Wednesday 3 June 2020

Virtually all children....

....go through growth spurts. Sometimes, they can seemingly put on a few inches in just a few weeks. Adults, if they are lucky, don't increase their size. (Or if they do, it happens horizontally rather than vertically.) Still, though, no matter how old we are, we never lose the ability to increase our understanding. Ideas about life that once used to fit us perfectly become too tight and constricting.








We have to shed our old beliefs and opinions so that we gain greater insight. If you are going through such a phase now; be glad of it.














You give but little when you give of your possessions. 
It is when you give of yourself that you truly give.

So often it's just....

.....a matter of degree, isn't it? One mouthful may be tantalising, two may be satisfying, three could be overdoing it and four, would be a sure-fire recipe for indigestion. We cannot always see how to draw the line... or where. Often, it seems, the only way to find out when enough is enough, is to carry on until we've had too much, and then try to edge back a bit.

That's an easier process than many of us fear. We should never assume that a passing sense of discomfort will become a permanent disability.


We are afraid of the enormity of the possible.  (Emile M Cioran)

Sunday 24 May 2020

Experience is....

.....the greatest teacher, and when the lesson that needs to be learned is important enough, it hardly matters whether that experience is positive or negative. When we look back on all the events that seem to confirm our wisdom, we have to wonder whether these have helped us or just conditioned us to remain upon a path that is so straight and narrow that it offers no scope for discovery.






Through looking at what has gone wrong in the past, you stand the best chance of making things right in the future.










Our best thoughts come from others   (Ralph Waldo Emerson)



Does every closet....

....hide a skeleton? Does every statement disguise a hidden agenda? There are times when we can look around at the people in our world and wonder just what it is that they are trying to cover up. 



But then, we have all got private thoughts that we would rather not share. These become problematic only when we pretend otherwise and try to persuade ourselves that something is true, when deep down we know that it isn't


The doer alone, learneth.  (Friedrich Nietzsche)

Everything looks....

....difficult when you don't know what it involves. Knowledge isn't just power, it is relief, even peace of mind! Now, I know what you are thinking. 'What if you happen to know for a fact that something really is as difficult as it looks?' Well, even so, at least you know what you are dealing with. The unknown is always more nerve-racking than the known. And the known, if it is really known, is never without hope.

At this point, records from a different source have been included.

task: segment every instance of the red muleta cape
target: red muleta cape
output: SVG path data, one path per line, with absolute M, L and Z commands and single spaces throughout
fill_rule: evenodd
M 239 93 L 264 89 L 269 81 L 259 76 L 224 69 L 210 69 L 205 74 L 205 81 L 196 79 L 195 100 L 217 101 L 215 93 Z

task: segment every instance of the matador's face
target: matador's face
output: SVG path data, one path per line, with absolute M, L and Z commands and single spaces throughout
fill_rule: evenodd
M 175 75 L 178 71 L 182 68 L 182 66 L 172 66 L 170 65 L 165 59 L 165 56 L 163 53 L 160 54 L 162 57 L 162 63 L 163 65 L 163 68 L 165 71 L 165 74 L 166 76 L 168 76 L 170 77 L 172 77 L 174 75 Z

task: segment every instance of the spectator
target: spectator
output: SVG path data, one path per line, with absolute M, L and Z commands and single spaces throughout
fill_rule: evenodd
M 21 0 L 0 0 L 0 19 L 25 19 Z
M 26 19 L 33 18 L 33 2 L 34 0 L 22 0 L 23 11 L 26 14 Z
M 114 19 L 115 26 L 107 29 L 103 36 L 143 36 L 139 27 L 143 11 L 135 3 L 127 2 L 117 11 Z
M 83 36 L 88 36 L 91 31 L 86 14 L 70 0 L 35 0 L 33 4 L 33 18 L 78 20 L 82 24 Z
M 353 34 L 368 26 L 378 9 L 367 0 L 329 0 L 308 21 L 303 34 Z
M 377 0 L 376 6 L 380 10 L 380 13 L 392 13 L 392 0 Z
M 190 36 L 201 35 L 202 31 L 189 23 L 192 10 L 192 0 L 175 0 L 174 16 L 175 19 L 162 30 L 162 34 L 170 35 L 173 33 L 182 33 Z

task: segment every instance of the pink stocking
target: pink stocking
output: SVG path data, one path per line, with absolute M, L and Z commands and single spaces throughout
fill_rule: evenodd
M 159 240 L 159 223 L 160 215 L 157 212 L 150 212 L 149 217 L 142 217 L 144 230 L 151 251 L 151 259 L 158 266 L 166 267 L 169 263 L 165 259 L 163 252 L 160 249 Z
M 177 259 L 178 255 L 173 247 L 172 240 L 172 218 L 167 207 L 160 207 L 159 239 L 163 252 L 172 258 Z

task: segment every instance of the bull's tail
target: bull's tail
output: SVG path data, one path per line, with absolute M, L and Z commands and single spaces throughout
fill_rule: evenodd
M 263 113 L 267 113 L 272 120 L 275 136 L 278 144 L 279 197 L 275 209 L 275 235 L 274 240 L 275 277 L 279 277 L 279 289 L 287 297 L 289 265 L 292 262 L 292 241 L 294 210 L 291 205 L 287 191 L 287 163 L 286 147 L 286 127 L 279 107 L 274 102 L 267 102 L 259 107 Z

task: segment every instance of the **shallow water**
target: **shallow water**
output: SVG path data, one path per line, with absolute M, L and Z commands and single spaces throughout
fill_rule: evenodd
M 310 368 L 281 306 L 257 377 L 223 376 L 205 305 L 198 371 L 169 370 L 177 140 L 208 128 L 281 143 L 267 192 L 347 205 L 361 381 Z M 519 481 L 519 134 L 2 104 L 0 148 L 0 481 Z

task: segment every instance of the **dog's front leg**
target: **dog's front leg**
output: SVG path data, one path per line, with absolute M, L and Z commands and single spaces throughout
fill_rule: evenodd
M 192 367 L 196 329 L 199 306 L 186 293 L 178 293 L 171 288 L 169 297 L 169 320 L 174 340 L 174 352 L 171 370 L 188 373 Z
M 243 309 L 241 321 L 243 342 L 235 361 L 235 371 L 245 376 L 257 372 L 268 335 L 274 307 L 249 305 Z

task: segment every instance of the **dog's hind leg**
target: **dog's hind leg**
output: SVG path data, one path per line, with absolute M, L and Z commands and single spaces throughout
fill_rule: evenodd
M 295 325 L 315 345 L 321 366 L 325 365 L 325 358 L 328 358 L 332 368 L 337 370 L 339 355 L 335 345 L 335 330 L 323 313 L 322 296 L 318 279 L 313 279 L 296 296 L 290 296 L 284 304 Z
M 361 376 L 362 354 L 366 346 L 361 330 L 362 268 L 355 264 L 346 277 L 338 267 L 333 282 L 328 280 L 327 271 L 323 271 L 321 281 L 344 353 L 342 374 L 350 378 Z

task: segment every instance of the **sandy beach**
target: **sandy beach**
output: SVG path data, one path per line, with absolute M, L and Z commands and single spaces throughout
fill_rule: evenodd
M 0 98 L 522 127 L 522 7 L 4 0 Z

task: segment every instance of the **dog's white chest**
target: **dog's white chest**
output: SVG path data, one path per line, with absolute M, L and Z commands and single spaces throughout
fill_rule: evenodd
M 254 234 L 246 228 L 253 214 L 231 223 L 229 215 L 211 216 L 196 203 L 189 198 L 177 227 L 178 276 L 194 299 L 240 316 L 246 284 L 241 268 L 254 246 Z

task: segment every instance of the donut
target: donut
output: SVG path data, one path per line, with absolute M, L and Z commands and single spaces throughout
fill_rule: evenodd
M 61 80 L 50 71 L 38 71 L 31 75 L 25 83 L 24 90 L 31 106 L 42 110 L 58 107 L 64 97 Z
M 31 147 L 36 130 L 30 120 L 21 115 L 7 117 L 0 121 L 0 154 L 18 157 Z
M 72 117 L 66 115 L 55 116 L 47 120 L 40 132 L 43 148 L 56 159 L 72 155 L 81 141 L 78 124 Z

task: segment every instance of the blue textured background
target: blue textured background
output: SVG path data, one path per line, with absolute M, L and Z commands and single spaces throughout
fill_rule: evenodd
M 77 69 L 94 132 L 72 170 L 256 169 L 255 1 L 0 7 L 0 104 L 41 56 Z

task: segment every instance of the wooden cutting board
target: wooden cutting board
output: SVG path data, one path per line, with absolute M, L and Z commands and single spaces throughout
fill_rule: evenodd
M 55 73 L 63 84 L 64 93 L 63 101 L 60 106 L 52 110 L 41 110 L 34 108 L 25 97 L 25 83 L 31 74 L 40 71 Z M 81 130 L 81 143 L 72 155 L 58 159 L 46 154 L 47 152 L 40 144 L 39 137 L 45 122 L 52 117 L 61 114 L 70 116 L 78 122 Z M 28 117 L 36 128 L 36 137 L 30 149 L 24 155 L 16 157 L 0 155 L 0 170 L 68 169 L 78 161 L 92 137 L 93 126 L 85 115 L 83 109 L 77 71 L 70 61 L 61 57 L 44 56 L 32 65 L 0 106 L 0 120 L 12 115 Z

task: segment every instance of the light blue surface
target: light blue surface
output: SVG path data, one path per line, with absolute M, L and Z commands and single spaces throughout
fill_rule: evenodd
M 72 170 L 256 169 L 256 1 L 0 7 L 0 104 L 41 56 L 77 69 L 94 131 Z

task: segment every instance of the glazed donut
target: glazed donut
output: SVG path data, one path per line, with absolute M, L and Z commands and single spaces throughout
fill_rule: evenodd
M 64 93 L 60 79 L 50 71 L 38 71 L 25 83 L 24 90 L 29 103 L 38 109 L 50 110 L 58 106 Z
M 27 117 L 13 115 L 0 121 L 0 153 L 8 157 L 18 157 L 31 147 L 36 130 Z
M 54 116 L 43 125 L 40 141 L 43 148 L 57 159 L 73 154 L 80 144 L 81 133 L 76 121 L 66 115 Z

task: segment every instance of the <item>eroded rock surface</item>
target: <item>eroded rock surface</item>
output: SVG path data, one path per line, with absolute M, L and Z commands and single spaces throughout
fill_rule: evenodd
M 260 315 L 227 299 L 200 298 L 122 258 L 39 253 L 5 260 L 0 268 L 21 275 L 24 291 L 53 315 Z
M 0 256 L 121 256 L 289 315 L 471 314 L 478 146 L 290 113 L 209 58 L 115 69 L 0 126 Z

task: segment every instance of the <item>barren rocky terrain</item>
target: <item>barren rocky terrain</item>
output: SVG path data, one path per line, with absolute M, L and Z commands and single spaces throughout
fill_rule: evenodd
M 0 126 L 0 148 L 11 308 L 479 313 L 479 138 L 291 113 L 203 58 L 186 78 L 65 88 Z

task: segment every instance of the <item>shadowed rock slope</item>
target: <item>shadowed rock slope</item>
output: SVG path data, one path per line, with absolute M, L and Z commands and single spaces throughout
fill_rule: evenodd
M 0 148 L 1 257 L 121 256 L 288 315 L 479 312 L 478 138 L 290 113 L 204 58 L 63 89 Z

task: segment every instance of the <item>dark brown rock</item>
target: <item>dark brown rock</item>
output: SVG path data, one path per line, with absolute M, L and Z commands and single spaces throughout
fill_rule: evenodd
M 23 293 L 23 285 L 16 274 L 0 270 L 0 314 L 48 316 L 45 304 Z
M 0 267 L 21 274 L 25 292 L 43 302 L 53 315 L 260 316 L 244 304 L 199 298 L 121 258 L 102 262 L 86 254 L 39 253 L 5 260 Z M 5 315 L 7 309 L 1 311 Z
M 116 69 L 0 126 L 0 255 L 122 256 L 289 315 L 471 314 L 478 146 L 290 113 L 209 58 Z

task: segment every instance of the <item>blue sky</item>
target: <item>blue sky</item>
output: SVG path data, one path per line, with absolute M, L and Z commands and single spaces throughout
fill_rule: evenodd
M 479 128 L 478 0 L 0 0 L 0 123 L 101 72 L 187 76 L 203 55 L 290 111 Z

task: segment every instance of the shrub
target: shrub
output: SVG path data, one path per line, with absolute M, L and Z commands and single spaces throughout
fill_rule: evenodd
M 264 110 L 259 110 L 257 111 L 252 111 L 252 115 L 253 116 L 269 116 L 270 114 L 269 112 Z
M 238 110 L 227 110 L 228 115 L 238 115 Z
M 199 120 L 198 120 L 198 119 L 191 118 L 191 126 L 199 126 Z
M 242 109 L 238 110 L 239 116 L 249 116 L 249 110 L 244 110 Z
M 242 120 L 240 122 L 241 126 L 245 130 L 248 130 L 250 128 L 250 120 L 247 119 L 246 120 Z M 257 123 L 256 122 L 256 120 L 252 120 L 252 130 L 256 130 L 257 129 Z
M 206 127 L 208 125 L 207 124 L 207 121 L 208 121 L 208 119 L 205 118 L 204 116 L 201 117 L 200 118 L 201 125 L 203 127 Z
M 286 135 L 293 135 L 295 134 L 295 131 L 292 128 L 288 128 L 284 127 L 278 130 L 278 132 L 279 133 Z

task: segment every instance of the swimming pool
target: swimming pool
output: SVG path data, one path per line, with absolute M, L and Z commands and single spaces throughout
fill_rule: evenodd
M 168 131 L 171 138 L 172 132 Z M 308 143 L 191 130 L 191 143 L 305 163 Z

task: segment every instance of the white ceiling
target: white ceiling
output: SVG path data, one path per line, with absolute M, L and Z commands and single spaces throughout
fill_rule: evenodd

There is a world of difference between the difficult and the impossible and that's all you need to remember.












One fails forward towards success  (Charles Kettering)

Saturday 11 April 2020

Another Easter Reflection....

Some of you may have heard of this –

At the time of the Battle of Waterloo there was a man at a signalling post in Winchester Cathedral anxiously
awaiting the signal as to whether or not we had won the war.  As the lighted signal began to shine, a fog came down. The watchman read the signal which said, “England defeated”.  He signalled this news to other watchmen. This message spread along the countryside, and Britain began to despair of this news.  Then the fog lifted, and the
watchman discovered the true signal said, “England defeated the enemy”.  The despair, like the fog, lifted because England had won!

On Good Friday it seemed the message was "Christ defeated".  But three days later the fog lifts and we discover that the message had not been received in full.  The resurrection reverses what we initially thought and declares "Christ defeated the enemy”.



An Easter Reflection...

Some time ago I heard a story.  One of those stories that you can’t easily verify, but know that it’s worth remembering -

A young boy named Jonathan, who had quite severe learning difficulties,
loved going to Sunday School and listening to the passages and the hymns we know so well. Unfortunately, although the other children didn’t mock him, neither did they include him in many of the activities.

One week before Easter, the assistant gave all of the children plastic eggs and asked them to go home and fill the eggs with something that represented Easter. The next week all of the children gave their eggs and the assistant opened them one by one and they talked about how each thing
represented Easter. One had a flower petal, another had a leaf and so on - all representing spring and new life.

The assistant then came to an empty egg. Assuming it was Jonathan’s, she put it aside thinking he must not have understood what she asked him to do. Jonathan became a little agitated and asked. “Why won’t you talk about my egg?” She said, “But Jonathan, your
egg is empty.” To which he replied, “So was the tomb”.

Jonathan became accepted by all the other children that day.